Taking place in Waterford over three days between May 20th – 22nd, the inaugural International Festival of Time is a showcase for independent watchmaking and the people behind its resurgent revival in the twenty-first century.
In a celebration of the centuries-old traditional crafts, skills and techniques underpinning the art of the watchmaker, the International Festival of Time is set to welcome many of the finest and most respected Masters in the world of contemporary independent watch and clock making, where they will exhibit their extraordinary horologic masterpieces for the first time on Irish soil.

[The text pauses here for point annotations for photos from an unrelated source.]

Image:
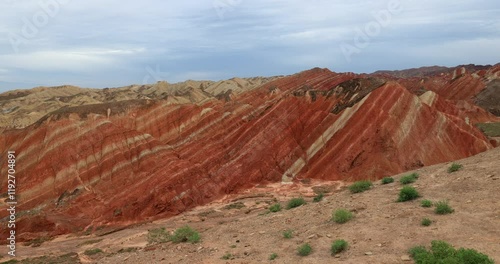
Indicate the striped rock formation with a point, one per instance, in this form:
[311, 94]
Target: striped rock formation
[118, 163]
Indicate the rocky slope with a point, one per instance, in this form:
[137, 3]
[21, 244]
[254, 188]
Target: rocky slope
[116, 157]
[381, 231]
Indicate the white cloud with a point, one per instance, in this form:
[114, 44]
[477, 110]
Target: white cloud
[86, 60]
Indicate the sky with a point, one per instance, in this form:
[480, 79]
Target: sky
[112, 43]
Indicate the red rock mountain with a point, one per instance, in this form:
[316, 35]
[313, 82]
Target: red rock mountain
[115, 163]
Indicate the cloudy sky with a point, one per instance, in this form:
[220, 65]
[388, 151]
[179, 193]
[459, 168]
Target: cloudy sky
[110, 43]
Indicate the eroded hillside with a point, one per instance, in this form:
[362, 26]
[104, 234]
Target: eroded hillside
[144, 153]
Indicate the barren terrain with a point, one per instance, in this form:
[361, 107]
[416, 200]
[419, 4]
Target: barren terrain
[381, 232]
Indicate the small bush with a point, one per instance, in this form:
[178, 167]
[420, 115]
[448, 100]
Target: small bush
[442, 207]
[288, 234]
[426, 222]
[387, 180]
[342, 216]
[94, 251]
[304, 250]
[295, 202]
[275, 208]
[318, 198]
[442, 252]
[408, 193]
[360, 186]
[158, 235]
[426, 203]
[407, 179]
[454, 167]
[185, 234]
[339, 246]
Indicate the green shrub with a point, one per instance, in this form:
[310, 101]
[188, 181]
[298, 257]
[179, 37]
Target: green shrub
[454, 167]
[339, 246]
[360, 186]
[304, 249]
[387, 180]
[426, 222]
[341, 216]
[94, 251]
[442, 207]
[407, 179]
[442, 252]
[295, 202]
[158, 235]
[275, 208]
[408, 193]
[426, 203]
[288, 234]
[318, 198]
[185, 234]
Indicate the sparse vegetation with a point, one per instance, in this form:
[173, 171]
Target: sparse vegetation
[342, 216]
[185, 234]
[304, 250]
[426, 203]
[387, 180]
[490, 129]
[91, 252]
[127, 250]
[288, 234]
[408, 193]
[442, 207]
[410, 178]
[37, 241]
[426, 222]
[227, 256]
[339, 246]
[66, 258]
[158, 235]
[318, 198]
[360, 186]
[275, 208]
[454, 167]
[295, 202]
[442, 252]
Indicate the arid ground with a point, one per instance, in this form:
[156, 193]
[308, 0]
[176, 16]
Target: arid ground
[381, 231]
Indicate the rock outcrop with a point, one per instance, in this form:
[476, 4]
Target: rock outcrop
[119, 162]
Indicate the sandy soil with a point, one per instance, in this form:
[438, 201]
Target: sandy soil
[381, 232]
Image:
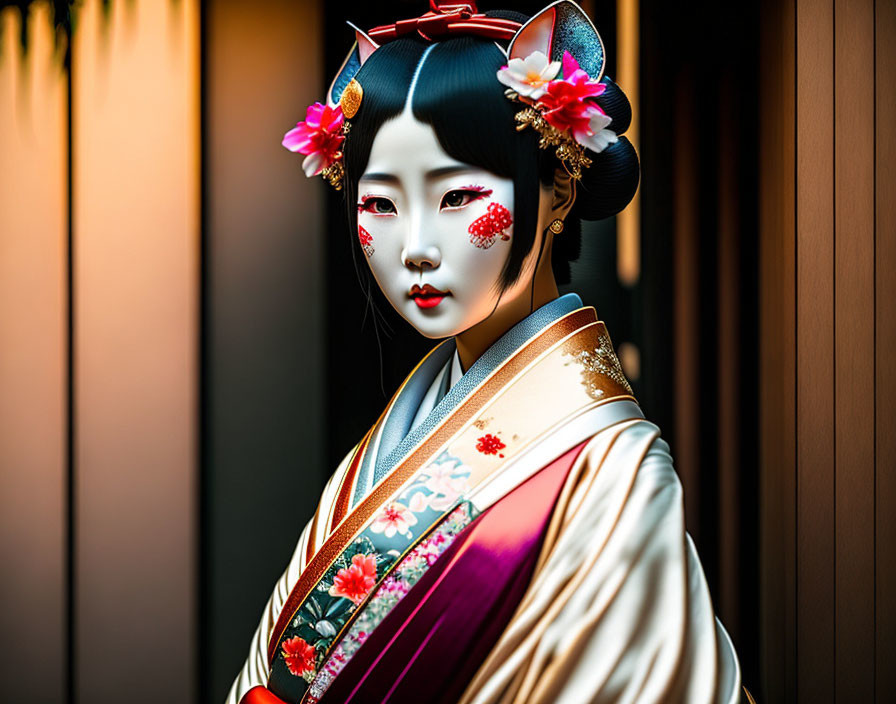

Featuring styles and concepts as varied and diverse as the individuals behind them, the astonishing timepieces making their debut appearances in Ireland next weekend represent each watchmaker’s unique expressions on their craft, reflecting the kaleidoscope of design and creativity which defines modern day independent watch and clock-making.
Visitors will have the opportunity to view masterpieces which have defined the careers of their celebrated, award-winning creators, with exhibitors from Switzerland, France, Germany, Denmark, Sweden and the UK, as well as many prodigious Irish talents.
The line-up for the inaugural International Festival of Time includes such luminaries as Vianney Halter, Andreas Strehler, Bernhard Lederer, Thomas Prescher, Paul Gerber, Marc Jenni, Patrik Sjögren, Sebastien Naeschke, Giles Ellis, Ireland’s own John and Stephen McGonigle. The festival also boasts several emerging stars of the next generation, including Christian Lass, Philippe Narbel, Bastien Vuillomenet, Rune Bakkendorrf and Bryan Leech.
Interestingly, the Waterford region has a remarkable, yet little known connection with the earliest years of fine watchmaking. Only a few kilometres from the ancient city centre stand the ruins of what was called New Geneva Barracks. Constructed in the 1780s, the building was originally conceived as a dedicated enclave to accommodate an expected 1,000 Swiss Huguenot artisan watch and clock makers who were being persecuted in their homeland by their French and Bernese masters.
An invitation to migrate to a new life in New Geneva was extended to these artisans, but the turbulent politics of the time in both Ireland and in Switzerland, meant that the utopian concept of a New Geneva on Ireland’s south east coast failed to get off the ground. The handful of pioneering Huguenots who had embraced the idea and settled in Ireland subsequently returned to a Switzerland now more appreciative of their skills and accommodating of their way of life. Nonetheless, the fact remains that Waterford and Ireland very nearly became the centre of horologic excellence over two centuries ago.
The inaugural International Festival of Time opens to the public between 10:00am and 5:00pm from Friday, May 20th until Sunday May 22nd. The event takes place in The Irish Museum of Time, which is the newest addition to the Waterford Treasures experience, having opened in the city’s historic Viking Triangle in 2021.